Police believe speed was likely a factor in a crash last weekend on the Long Island Expressway in New York that killed six people, including a child and a former aide to New York Gov. Andrew Cuomo.
The wreck is the type of tragedy that is increasingly common on U.S. roads, according to a new report from the National Safety Council.
The report states that traffic death have increased 18 percent over the last two years. More than 19,000 people were estimated killed in the first half of 2016 alone.
“Our complacency when it comes to highway fatalities is killing us,” said Deborah Hersman, the National Safety Council’s CEO.
Hersman, who is also the former chair of the NTSB, said that there are three major causes of traffic fatalities.
“One third of all our deaths on our roads are due to alcohol impaired drivers,” she said. “We’ve seen speed limits going up across the nation -- we know that’s adding to the death toll. And then finally distraction. All you have to do is walk out near a roadway, you can see distracted pedestrians, distracted drivers.”

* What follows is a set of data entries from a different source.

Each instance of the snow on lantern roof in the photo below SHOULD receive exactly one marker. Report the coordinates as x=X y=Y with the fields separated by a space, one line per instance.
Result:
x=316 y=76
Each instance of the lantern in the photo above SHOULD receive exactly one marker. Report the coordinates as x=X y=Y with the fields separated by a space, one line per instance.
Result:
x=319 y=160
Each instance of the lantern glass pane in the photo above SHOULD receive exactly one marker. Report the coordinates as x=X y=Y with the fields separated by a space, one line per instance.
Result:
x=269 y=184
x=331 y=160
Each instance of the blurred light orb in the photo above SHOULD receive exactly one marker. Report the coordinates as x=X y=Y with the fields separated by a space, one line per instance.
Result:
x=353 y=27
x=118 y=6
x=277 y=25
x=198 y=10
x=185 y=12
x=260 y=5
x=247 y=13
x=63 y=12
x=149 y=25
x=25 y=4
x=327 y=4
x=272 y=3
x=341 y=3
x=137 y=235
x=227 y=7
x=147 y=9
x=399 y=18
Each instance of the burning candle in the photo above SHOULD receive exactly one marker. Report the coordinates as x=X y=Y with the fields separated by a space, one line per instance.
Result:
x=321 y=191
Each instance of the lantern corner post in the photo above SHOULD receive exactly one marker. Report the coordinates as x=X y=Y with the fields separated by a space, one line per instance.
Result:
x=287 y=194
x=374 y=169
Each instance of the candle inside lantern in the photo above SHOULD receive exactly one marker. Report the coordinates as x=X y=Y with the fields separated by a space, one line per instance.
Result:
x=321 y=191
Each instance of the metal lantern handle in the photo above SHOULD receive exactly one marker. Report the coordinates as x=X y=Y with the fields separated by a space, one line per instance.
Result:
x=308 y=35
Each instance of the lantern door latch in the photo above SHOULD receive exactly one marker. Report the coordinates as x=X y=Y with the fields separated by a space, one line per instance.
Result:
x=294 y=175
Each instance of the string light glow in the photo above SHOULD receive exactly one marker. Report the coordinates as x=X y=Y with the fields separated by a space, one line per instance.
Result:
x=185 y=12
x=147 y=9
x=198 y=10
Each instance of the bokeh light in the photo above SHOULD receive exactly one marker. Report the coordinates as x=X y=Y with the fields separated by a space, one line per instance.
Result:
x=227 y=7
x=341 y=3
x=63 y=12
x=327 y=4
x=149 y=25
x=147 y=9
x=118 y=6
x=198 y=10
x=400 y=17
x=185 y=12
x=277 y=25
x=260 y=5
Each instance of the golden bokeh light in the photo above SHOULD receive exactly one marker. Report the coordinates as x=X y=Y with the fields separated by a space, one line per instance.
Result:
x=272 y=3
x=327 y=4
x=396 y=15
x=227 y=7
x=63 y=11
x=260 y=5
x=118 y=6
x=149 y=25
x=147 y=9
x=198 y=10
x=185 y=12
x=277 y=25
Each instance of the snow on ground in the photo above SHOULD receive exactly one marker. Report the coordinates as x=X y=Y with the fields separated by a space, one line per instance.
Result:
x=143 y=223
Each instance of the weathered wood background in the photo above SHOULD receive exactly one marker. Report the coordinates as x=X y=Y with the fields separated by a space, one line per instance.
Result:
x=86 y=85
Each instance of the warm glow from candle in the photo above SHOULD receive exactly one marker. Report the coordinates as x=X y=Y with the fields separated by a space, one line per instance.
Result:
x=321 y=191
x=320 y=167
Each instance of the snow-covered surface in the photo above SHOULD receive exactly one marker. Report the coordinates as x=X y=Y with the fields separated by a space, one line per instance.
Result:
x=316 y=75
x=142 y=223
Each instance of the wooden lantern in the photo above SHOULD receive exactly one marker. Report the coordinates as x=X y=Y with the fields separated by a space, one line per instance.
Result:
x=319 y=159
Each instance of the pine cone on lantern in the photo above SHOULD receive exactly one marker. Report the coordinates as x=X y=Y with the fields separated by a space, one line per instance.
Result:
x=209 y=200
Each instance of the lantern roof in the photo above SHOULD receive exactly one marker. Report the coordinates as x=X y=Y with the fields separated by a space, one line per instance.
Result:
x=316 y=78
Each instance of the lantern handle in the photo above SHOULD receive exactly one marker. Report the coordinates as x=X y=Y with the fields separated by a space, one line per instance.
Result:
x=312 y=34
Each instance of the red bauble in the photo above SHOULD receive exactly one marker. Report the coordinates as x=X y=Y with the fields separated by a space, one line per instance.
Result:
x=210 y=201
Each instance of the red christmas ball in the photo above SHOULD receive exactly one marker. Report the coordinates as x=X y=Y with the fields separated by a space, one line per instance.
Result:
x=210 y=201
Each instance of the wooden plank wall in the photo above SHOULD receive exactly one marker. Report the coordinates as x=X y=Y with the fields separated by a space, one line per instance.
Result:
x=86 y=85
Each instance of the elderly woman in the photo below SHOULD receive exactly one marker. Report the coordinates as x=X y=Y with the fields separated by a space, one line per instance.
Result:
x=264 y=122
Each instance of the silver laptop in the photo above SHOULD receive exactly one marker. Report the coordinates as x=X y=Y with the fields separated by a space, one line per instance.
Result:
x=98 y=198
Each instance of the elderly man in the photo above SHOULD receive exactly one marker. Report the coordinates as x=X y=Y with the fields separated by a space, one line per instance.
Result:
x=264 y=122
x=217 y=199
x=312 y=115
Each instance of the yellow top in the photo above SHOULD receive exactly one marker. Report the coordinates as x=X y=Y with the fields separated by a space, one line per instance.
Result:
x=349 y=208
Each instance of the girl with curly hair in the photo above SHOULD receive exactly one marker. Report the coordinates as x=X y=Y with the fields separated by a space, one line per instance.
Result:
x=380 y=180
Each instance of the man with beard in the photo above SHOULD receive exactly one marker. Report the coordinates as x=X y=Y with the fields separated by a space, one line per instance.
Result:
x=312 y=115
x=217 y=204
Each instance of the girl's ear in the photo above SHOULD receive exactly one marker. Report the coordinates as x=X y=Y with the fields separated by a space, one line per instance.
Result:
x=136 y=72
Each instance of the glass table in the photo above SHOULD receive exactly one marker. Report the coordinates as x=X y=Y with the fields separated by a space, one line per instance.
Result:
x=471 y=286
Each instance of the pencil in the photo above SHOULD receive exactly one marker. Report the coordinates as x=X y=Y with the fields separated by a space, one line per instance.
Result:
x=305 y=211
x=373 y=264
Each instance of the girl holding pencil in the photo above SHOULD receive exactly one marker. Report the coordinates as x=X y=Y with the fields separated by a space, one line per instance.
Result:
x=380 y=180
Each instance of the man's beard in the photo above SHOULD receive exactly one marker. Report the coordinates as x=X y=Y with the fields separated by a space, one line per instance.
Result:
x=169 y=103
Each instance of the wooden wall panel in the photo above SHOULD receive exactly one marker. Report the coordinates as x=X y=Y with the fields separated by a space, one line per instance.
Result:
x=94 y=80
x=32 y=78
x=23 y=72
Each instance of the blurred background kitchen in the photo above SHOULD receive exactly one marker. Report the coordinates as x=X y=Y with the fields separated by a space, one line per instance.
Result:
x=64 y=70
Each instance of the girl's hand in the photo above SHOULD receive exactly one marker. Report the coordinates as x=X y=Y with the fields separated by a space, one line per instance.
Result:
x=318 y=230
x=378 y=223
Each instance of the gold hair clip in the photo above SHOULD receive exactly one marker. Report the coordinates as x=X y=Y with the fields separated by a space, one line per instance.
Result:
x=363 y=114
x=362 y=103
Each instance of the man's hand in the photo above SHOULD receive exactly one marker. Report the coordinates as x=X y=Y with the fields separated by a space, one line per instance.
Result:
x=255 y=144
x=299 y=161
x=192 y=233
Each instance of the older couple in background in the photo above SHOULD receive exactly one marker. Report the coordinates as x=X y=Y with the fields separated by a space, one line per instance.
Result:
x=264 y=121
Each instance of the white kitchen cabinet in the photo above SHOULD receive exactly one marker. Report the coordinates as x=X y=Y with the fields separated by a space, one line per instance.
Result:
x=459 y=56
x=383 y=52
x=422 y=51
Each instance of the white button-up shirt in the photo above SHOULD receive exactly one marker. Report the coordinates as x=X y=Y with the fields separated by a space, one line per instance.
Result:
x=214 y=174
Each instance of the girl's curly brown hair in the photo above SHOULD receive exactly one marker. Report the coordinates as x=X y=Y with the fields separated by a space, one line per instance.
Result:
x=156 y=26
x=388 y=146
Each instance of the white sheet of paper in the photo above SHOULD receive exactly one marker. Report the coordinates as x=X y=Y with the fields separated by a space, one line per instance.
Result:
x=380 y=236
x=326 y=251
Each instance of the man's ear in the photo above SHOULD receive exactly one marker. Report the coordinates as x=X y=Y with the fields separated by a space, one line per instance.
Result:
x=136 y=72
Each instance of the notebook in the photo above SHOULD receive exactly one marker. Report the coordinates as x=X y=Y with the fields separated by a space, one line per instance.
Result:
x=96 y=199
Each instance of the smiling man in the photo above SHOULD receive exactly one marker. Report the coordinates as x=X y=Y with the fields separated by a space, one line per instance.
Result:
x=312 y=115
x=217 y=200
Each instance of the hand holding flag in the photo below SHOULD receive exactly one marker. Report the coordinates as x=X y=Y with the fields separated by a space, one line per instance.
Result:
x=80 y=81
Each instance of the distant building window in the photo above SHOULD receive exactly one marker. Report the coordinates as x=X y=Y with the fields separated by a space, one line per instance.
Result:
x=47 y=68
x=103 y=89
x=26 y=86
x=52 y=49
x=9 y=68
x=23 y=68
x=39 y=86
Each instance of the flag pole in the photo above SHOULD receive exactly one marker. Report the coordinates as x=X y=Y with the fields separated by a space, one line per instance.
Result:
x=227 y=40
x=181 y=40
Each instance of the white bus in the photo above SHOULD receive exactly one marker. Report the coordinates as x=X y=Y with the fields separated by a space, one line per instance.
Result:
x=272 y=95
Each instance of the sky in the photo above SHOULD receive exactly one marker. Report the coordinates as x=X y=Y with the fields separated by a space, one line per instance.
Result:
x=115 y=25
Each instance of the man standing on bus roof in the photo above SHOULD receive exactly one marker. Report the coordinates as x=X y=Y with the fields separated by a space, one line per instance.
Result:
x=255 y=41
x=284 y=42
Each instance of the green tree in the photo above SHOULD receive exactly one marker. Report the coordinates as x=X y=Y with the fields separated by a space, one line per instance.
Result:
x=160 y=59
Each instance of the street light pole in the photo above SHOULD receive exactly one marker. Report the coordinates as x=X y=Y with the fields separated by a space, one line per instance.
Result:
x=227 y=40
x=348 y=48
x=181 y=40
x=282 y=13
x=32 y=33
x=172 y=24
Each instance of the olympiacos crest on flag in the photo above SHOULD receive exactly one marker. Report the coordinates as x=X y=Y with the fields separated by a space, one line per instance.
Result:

The surge in traffic deaths comes as more Americans are driving due to lower gas prices and an improving economy.
Federal regulators are still trying to understand what’s behind the sudden change in fatalities. A U.S. Department of Transportation report found a 13 percent increase in deaths among cyclists and a 10 percent increase for both pedestrians and young drivers in 2015.
“We are absolutely going in the wrong direction when it comes to highway fatalities. We’ve got to figure out what’s going on and put a stop to it,” Hersman said.